Шёл по темени, только в выси, по верхам дерев высоких уж заперекликалась живность летучая, зорю утрешнюю узрев-почуяв, голоса испытывали, крыльями похлопывали, ко дневным трудам-полётам готовились.

* * *

Зуммер заливался с каждым днём всё громче, всё уверенней и настойчивей. Если бы не давняя привычка, не знание, что слышен этот мелодичный, чуть погромче комара назойливого, звук мне одному единому на всей планете,  ей богу, в панику можно было впасть вполне: соседи, гляди, поубивают  ни днём, ни ночью зудение «комарика» не умолкает. Отключить его, конечно, можно было, да не хотелось без лишней надобности колчан на свет вынимать, пока сторожевая голос не подала: прижился я как-то в этом мире, в этом отрезке времени. И теперь просто ждал.

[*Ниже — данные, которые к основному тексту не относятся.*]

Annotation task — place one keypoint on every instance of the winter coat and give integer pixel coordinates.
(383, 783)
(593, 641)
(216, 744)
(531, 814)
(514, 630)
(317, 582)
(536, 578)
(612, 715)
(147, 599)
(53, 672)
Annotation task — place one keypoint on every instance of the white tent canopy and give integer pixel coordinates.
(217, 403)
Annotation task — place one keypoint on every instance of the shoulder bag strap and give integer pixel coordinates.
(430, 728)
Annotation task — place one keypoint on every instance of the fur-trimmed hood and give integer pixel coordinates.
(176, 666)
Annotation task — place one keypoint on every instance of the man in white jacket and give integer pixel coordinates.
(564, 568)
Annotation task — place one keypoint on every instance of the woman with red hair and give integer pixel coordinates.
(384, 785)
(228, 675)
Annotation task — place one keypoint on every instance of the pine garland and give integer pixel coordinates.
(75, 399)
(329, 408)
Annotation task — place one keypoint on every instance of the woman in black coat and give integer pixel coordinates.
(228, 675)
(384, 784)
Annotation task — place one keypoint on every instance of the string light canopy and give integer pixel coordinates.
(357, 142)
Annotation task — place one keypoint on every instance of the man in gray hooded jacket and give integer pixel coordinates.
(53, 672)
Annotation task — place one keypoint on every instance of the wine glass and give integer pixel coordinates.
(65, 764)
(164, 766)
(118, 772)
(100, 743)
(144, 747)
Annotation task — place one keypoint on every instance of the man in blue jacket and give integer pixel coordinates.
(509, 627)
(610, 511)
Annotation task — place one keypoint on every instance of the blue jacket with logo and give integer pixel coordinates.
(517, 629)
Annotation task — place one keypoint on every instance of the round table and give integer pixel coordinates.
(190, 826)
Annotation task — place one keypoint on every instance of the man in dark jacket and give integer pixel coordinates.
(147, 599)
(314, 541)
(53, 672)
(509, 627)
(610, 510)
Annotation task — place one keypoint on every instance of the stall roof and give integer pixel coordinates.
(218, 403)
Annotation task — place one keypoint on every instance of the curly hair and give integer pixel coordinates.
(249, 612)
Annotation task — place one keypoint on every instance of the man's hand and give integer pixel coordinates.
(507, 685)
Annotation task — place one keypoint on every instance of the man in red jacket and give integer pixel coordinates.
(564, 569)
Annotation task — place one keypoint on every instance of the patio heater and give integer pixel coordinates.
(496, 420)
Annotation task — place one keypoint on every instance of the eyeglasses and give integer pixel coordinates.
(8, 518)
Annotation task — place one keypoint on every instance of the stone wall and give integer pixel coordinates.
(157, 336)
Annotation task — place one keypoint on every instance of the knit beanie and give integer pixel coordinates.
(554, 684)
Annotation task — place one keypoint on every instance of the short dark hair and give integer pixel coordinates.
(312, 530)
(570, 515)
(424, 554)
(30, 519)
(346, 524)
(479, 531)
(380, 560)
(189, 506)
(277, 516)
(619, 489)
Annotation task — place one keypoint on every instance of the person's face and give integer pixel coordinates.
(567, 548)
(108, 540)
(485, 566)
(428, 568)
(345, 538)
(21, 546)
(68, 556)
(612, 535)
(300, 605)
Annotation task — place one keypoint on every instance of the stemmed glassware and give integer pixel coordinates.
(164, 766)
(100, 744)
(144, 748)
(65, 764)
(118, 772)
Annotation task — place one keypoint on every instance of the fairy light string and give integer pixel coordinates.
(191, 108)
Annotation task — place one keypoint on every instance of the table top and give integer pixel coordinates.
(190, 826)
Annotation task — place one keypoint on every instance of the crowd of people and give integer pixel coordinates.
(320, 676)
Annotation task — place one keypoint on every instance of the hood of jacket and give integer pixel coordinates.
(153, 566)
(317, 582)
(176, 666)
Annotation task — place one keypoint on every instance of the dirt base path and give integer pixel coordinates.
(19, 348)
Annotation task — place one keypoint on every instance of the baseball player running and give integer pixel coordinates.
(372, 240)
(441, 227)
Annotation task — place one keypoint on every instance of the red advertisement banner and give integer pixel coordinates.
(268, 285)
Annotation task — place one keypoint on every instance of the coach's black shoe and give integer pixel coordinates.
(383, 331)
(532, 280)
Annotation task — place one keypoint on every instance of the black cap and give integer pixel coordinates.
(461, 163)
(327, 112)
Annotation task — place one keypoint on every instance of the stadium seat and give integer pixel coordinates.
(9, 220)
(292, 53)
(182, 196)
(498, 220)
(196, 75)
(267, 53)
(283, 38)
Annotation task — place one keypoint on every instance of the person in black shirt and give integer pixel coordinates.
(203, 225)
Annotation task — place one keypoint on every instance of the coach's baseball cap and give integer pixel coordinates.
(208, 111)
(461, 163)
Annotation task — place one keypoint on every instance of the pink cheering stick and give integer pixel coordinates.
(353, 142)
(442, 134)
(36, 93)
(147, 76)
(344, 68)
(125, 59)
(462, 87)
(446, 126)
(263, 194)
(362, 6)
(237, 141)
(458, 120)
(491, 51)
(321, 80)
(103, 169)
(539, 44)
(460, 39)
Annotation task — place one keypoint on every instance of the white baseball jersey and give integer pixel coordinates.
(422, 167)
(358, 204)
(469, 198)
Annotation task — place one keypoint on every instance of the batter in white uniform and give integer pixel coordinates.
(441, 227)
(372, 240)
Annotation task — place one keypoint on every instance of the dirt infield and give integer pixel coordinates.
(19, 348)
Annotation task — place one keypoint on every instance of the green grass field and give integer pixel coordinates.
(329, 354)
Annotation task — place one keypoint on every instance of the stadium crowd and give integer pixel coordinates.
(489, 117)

Ждал её, двенадцатую стрелу. Чтобы уж наверняка изловить и уложить в колчан, на деле являющийся искусно изготовленным и ещё более искусно изукрашенным футляром для этих странных стрелок. Были с тыльной стороны футляра и выемки, предполагающие крепление в них лука-самострела. И размером футляр и самострел  по выемкам судя,  в две ладони всего-то. И, по более внимательному рассмотрению, уже в теперешнее время, когда знания накопились за все времена и годы Пути моего незнаемого, был это скорей арбалет, основой коему футляр и являлся. Да Лукавушка-то знать того не могла, разделила-ослабила силу прибора, пользуется им как простым луком, отчего стрелки недалеко летят. Да и воображения её маловато будет для других, дальних целей, ему доступных.